By Jonathan Keiler
Very hard to feel bad for the French who are enduring a bout of rioting in their Islamic slums after the accidental electrocution of two Muslim youths. The boys' deaths were not the fault of French authorities, whose actions, even by the accounts given by Islamic activists, were reasonable. The police were either chasing three boys because they had committed some minor offense (French version) or had avoided a police checkpoint to get home after a day of Ramadan fasting. Either way they should have halted for the authorities, but instead the jumped over a fence into some high voltage wires. Two of three boys were killed, the third badly injured.
Paris police officials are already invoking the spector of civil war. The problem for the French with this civil unrest over a relatively minor incident with the police, is of an entirely different category than comparable racially oriented disturbances in the US. In America, with very few exceptions on the fringe, race riots involving black Americans have been over social and economic conditions, not national status. Even during the worst rioting in the 1960s few blacks did not consider themselves American. They may have believed, in many cases rightly, that they were being treated as second class citizens, but they were citizens just the same. Not so in France, Britain, or any of the West European countries with large Muslim populations. Nor does it seem to much matter whether the European government willingly confers citizenship or not. A huge percentage of these states Muslim citizens do not identify with their adopted countries.

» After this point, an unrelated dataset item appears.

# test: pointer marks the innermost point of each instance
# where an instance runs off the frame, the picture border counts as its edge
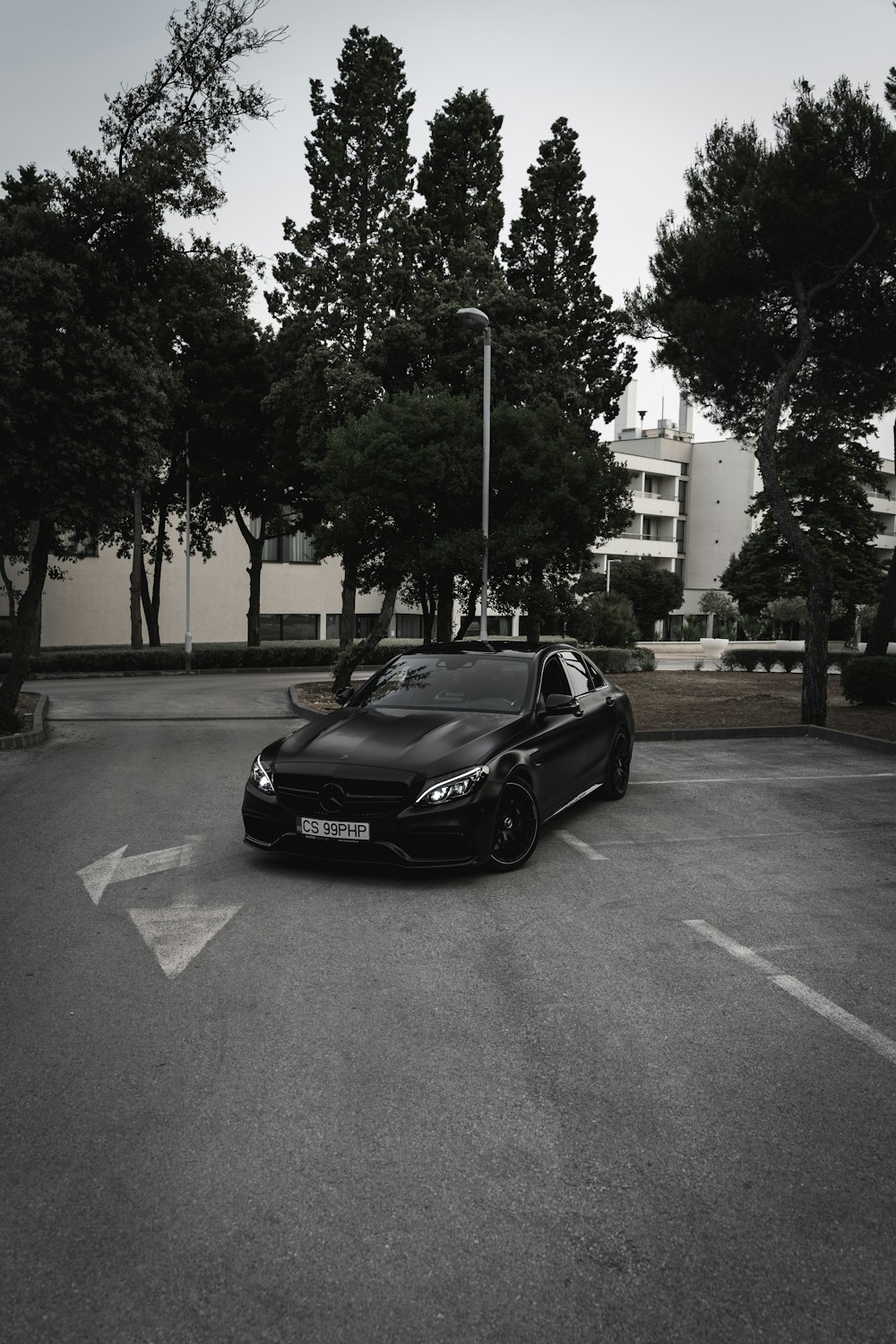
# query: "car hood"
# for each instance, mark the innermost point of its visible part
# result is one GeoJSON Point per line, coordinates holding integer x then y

So for example, you have rioting in France, which has relatively liberal and easy standards for achieving citizenship, but not in Germany, which has highly restrictive standards. That today the rioting is in France and not Germany has to do with other factors, and eventually Germany will have its turn.
The problem for France is that there is not really any social amelioration that can or will solve this problem. The rioting youths are second class citizens (like American blacks often were in the 1960s) but unlike American blacks, these people do not want French citizenship, even if they already have it. They want an Islamic government, which would be entirely inconsistent with the fundamental ideas and beliefs of France itself. Bon chance mon amis.